Prepared by Dillon Consulting Limited, in partnership with Urbanmetrics, the aim of the strategy is “to develop an overall long‑term vision and implementation framework, in collaboration with the North Grenville community and its key stakeholders, to improve community and tourist experience in accessing the shoreline and two waterways while balancing environmental conservation”.
It is recognised that there is a general agreement within the community that improvements are needed to how we utilise our waterways, both as recreational assets for residents, and as tourist attractions to take advantage of the UNESCO World Heritage status of the Rideau Canal, which forms the northern boundary of the municipality.

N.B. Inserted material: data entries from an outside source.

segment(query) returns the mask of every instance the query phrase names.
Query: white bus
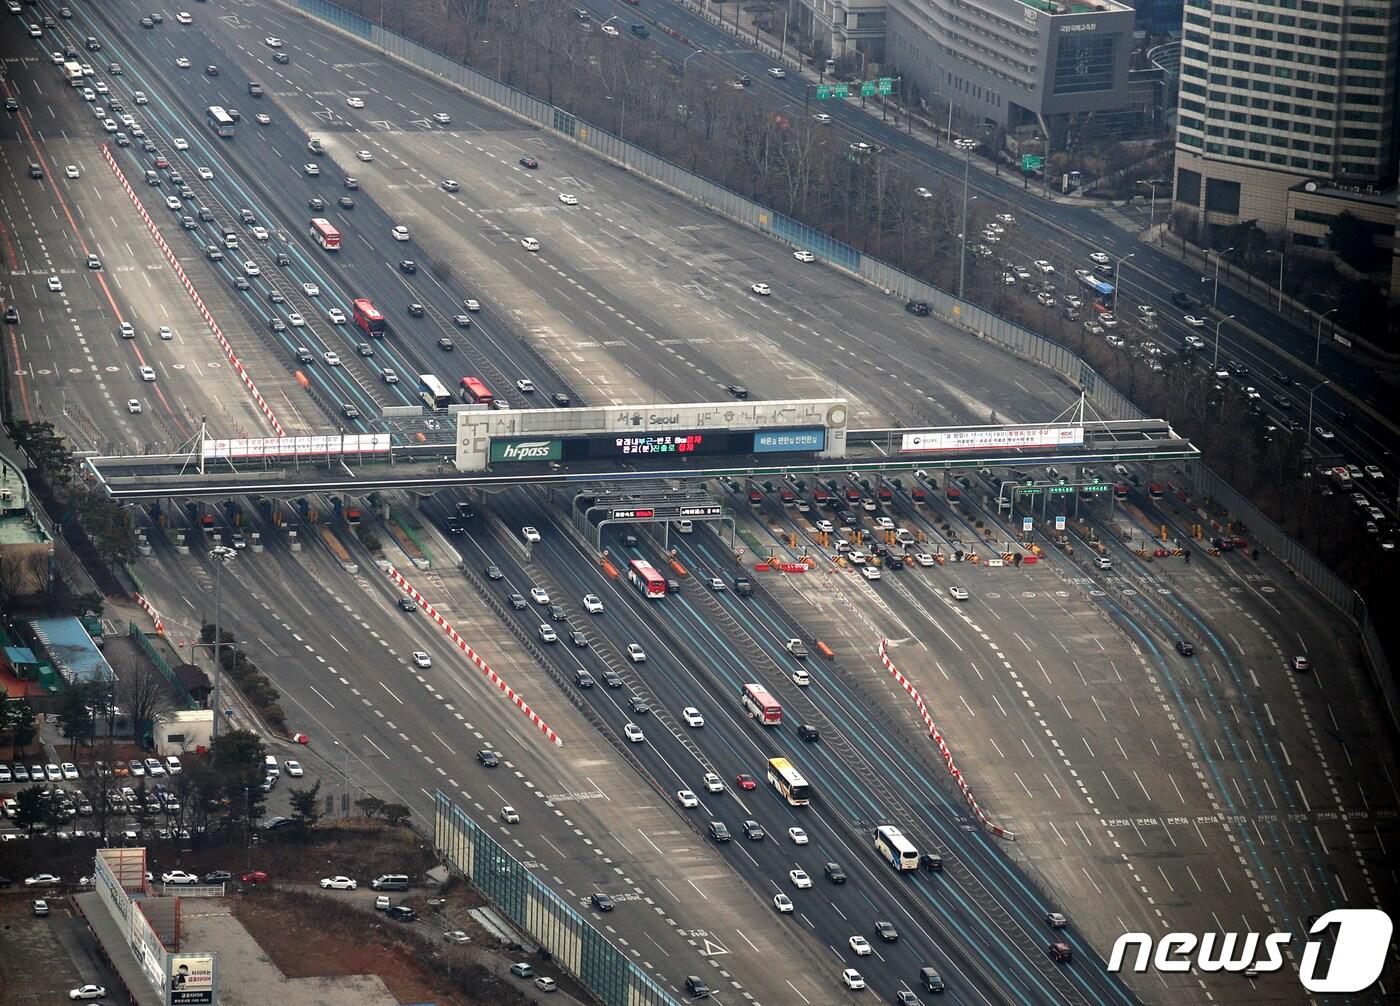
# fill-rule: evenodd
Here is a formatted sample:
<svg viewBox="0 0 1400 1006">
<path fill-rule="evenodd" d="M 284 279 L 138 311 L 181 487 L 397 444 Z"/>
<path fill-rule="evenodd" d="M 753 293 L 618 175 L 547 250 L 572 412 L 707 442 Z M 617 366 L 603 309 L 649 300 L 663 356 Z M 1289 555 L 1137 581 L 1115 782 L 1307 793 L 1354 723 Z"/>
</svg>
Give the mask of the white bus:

The draft report provides the overall vision for the Strategy: “The vision for the North Grenville Waterfront Access Strategy is as follows: North Grenville’s waterfront is a thriving place all year round, with clean, biodiverse, safe, and navigable waterways that are recognized as the heartbeat and lifeline of our community. Waterfront access must be balanced with the protection, restoration, and enhancements to the rich natural and cultural heritage”.
Although the report refers repeatedly to issues of heritage, particularly Indigenous and cultural heritage, it fails to define what those terms actually involve. There is clearly a need for such definitions if there is to be a realistic and practical application in the final Strategy document. For example, the report believes in “celebrating waterfront heritage and incorporating Indigenous culture into uses along the waterfront”, without explaining what that heritage actually is.
One other possible issue is the use of the term “Kemptville Creek” throughout the strategy report. Although it has come to be accepted as the official name for the river running through North Grenville, it is neither historically accurate, nor particularly attractive in terms of tourist attractiveness. The report wishes to “promote Kemptville Creek as the pride of the community and a key tributary of the Rideau River”. This might be more easily achieved if the correct historical name, ‘the South Branch of the Rideau River” was used.
Other aims of the strategy are obviously important: “to celebrate and protect North Grenville’s natural beauty through sustainable and climate resilient actions and tourism goals, and to promote year‑round use of our waterfronts with site improvements, placemaking, wayfinding, and additional programming”.
The Draft Report on WAS is available on the municipal website, as is the Survey in which to comment on WAS at: www.northgrenville.ca/council‑government/projects/mng‑projects/waterfront‑access‑strategy
The survey will remain open for three weeks. It closes on Friday, February 16, 2024.